#ubuntu-autopilot 2015-02-09
<gadago> hi all
<gadago> I'm trying to test out ubuntu openstack using the auto-pilot installer (I have maas up and running) but seem to have got stuck
<gadago> I'm at the "Bootstrapping Juju" part, my node boots just fine and the cloud-init script runs, but when it finishes, it just sits there and the auto-pilot install still says Bootstrapping Juju: xxx time elapsed couting up
<gadago> any idea?
<gadago> I've been following the guide here http://www.ubuntu.com/download/cloud/install-ubuntu-openstack
<gadago> could anyone help me with the ubuntu openstack installer?

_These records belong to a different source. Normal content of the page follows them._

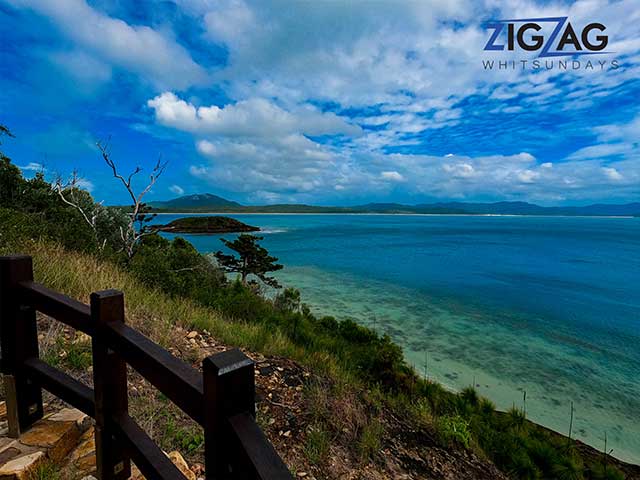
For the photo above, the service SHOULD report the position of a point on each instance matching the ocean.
(546, 305)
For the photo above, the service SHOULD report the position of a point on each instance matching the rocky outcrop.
(64, 441)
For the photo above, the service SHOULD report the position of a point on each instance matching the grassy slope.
(157, 314)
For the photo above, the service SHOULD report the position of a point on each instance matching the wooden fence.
(220, 399)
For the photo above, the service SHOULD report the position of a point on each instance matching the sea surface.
(546, 305)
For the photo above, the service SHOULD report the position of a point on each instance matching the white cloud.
(32, 167)
(612, 174)
(154, 56)
(392, 175)
(85, 184)
(405, 69)
(255, 117)
(177, 189)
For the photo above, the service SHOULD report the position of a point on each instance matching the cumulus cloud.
(177, 189)
(253, 117)
(389, 77)
(32, 167)
(153, 55)
(392, 175)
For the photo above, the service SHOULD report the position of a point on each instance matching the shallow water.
(543, 304)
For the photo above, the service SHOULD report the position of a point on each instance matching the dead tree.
(68, 193)
(131, 235)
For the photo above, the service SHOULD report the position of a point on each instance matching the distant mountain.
(212, 203)
(195, 202)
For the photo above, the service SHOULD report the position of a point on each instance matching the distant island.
(205, 225)
(208, 203)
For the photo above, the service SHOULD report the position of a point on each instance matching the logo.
(550, 37)
(563, 41)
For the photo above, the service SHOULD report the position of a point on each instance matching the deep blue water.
(543, 304)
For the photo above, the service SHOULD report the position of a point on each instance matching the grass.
(346, 409)
(46, 471)
(317, 445)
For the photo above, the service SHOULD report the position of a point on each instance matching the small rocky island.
(212, 224)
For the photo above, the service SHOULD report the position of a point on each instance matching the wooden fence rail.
(221, 398)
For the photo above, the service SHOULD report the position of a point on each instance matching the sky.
(325, 102)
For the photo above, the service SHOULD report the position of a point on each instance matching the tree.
(253, 259)
(130, 235)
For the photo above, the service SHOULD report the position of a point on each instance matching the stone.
(59, 438)
(21, 468)
(72, 415)
(179, 461)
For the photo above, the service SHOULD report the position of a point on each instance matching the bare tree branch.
(67, 193)
(132, 236)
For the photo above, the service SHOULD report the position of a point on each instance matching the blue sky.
(319, 102)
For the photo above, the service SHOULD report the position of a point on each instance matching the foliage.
(252, 259)
(34, 219)
(317, 445)
(453, 429)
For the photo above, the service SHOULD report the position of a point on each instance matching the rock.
(58, 438)
(21, 468)
(179, 461)
(83, 422)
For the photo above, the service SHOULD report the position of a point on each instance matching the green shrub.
(454, 430)
(317, 445)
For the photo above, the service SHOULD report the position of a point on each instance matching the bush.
(454, 430)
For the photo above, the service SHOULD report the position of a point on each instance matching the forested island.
(335, 396)
(211, 224)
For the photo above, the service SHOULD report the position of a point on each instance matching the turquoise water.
(550, 306)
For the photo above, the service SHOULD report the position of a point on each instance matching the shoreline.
(400, 214)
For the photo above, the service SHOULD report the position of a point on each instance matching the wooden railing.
(220, 399)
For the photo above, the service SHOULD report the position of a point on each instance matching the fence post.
(229, 389)
(110, 387)
(18, 342)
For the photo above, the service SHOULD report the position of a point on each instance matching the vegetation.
(252, 259)
(69, 257)
(209, 224)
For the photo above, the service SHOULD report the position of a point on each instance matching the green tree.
(252, 259)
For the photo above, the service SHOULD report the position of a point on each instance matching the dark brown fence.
(221, 399)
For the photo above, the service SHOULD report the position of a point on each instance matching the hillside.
(206, 225)
(197, 201)
(212, 203)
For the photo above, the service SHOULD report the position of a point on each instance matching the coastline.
(395, 214)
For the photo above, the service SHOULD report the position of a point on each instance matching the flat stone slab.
(21, 468)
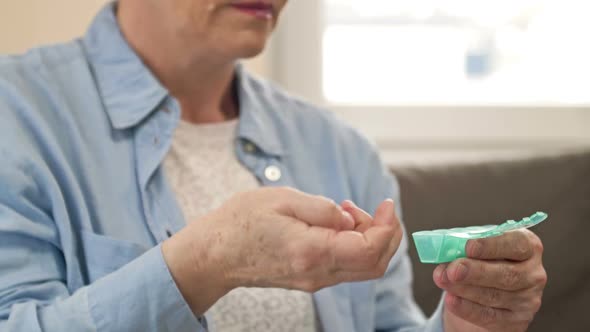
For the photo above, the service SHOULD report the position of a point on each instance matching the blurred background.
(429, 81)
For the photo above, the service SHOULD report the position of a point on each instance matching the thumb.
(385, 213)
(317, 211)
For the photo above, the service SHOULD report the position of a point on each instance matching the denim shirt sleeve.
(34, 295)
(396, 309)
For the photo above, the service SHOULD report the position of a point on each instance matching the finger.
(478, 314)
(491, 297)
(518, 245)
(315, 210)
(385, 213)
(365, 252)
(362, 220)
(497, 274)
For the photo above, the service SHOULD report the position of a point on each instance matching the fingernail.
(444, 277)
(392, 208)
(348, 220)
(441, 274)
(474, 248)
(461, 272)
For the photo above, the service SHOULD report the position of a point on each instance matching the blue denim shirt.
(84, 203)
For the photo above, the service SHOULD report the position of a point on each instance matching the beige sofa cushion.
(490, 192)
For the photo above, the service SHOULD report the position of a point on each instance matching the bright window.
(453, 52)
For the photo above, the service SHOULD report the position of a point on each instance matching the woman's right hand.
(280, 237)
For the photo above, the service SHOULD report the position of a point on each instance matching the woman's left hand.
(498, 287)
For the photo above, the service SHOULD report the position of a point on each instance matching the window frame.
(298, 44)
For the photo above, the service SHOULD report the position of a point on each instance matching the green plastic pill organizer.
(446, 245)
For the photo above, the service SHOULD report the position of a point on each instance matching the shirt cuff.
(142, 296)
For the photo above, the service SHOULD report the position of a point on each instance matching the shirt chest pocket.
(104, 254)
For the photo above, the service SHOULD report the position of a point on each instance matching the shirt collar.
(130, 92)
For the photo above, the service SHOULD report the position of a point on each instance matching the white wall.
(27, 23)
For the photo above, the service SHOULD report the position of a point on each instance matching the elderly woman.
(131, 199)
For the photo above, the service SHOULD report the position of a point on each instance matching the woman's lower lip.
(256, 12)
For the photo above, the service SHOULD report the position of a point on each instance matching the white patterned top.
(204, 172)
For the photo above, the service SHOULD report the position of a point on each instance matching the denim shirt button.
(272, 173)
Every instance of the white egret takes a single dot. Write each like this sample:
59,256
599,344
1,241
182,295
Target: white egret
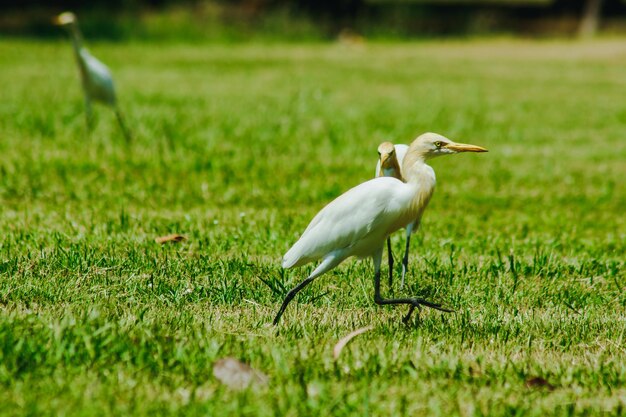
95,76
358,222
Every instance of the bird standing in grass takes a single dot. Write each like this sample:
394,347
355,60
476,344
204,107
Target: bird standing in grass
95,76
358,222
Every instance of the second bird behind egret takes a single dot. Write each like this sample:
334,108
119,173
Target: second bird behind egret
358,222
95,76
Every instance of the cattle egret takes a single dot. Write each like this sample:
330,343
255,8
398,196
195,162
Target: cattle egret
358,222
95,76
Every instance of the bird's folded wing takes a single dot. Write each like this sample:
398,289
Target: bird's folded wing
346,220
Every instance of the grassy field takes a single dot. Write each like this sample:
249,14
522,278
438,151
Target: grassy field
237,147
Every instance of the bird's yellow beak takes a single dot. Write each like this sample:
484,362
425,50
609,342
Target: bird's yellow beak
63,19
463,147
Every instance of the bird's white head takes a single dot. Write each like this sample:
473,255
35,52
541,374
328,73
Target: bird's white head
65,19
430,145
387,155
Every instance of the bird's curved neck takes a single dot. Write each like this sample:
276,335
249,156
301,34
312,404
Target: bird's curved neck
421,177
77,39
392,171
414,167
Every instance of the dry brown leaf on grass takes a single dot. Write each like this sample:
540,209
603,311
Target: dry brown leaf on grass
344,340
539,382
238,375
174,237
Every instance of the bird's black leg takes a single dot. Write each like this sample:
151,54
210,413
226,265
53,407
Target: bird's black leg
290,296
327,264
390,256
122,124
405,259
413,302
406,318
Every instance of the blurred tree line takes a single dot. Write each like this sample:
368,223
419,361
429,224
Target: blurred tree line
316,18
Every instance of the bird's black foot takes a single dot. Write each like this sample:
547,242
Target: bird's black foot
406,318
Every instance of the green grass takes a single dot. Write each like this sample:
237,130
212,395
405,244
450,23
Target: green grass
237,147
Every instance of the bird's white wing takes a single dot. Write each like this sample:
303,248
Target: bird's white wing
371,207
98,78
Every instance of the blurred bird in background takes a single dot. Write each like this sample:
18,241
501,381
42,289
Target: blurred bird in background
95,76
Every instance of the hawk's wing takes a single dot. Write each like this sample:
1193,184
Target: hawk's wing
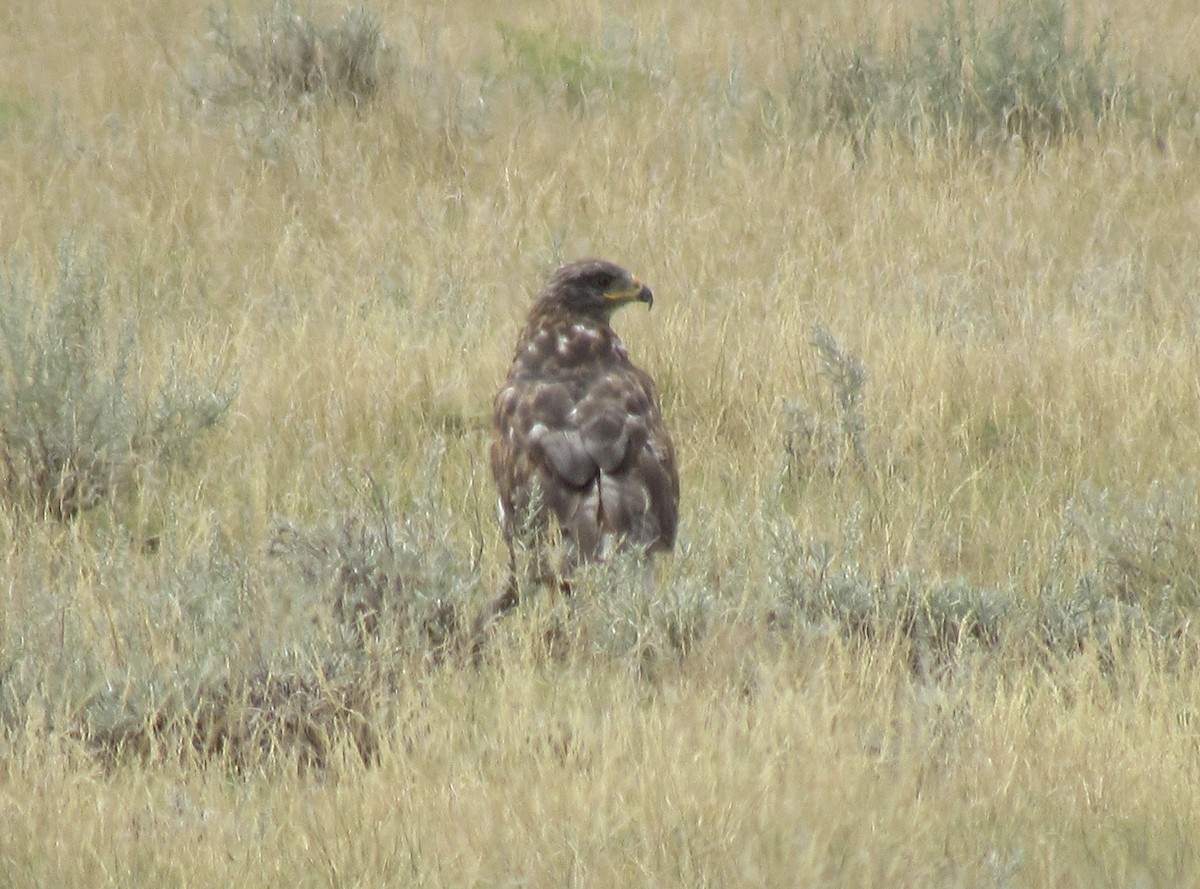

<gadago> no matter what install type i choose (Autopilot, Multi, Single) I can't get passed "Bootstrapping Juju"
<gadago> MAAS start the installer, etc, etc, seems to create network bridge for Juju, all seems to okay, but then just sits there at the login prompt
<gadago> the openstack installer just continues to say "Bootstrapping Juju"
<gadago> no idea what I'm doing wrong
<balloons> gadago, probably best to ask in #juju or #ubuntu-server
<gadago> balloons, thanks
<balloons> your welcome, good luck!
<balloons> bah; you're
#ubuntu-autopilot 2015-02-11
<MacSlow> Greetings folks!
<MacSlow> I'm wondering which package does provide the python-bits so importing ubuntuuitoolkit works... the obvious choices don't seem to help
<elopio> MacSlow: ubuntu-ui-toolkit-autopilot
<MacSlow> elopio, already solved... thanks
<elopio> MacSlow: remember to ping ubuntu-qa, we all have it configured to highlight the message.
<MacSlow> elopio, ah... good to know thx
#ubuntu-autopilot 2016-02-18
<Razva> is there any way to tail a juju deployment via autopilot? I cannot really find any logs of the ingoing installation...
<dobey> Razva: i presume you're asking about openstack stuff. you probably want #ubuntu-openstack. this channel is for the automated testing framework named autopilot
#ubuntu-autopilot 2016-02-19
<Razva> any idea if MAAS + Autopilot will create a NAT for the LAN nic, or should I manually create it?
<dobey> i guess my response to that was ignored
<balloons> heh. We need something in topic honestly
<dobey> "This is not the autopilot you are looking for."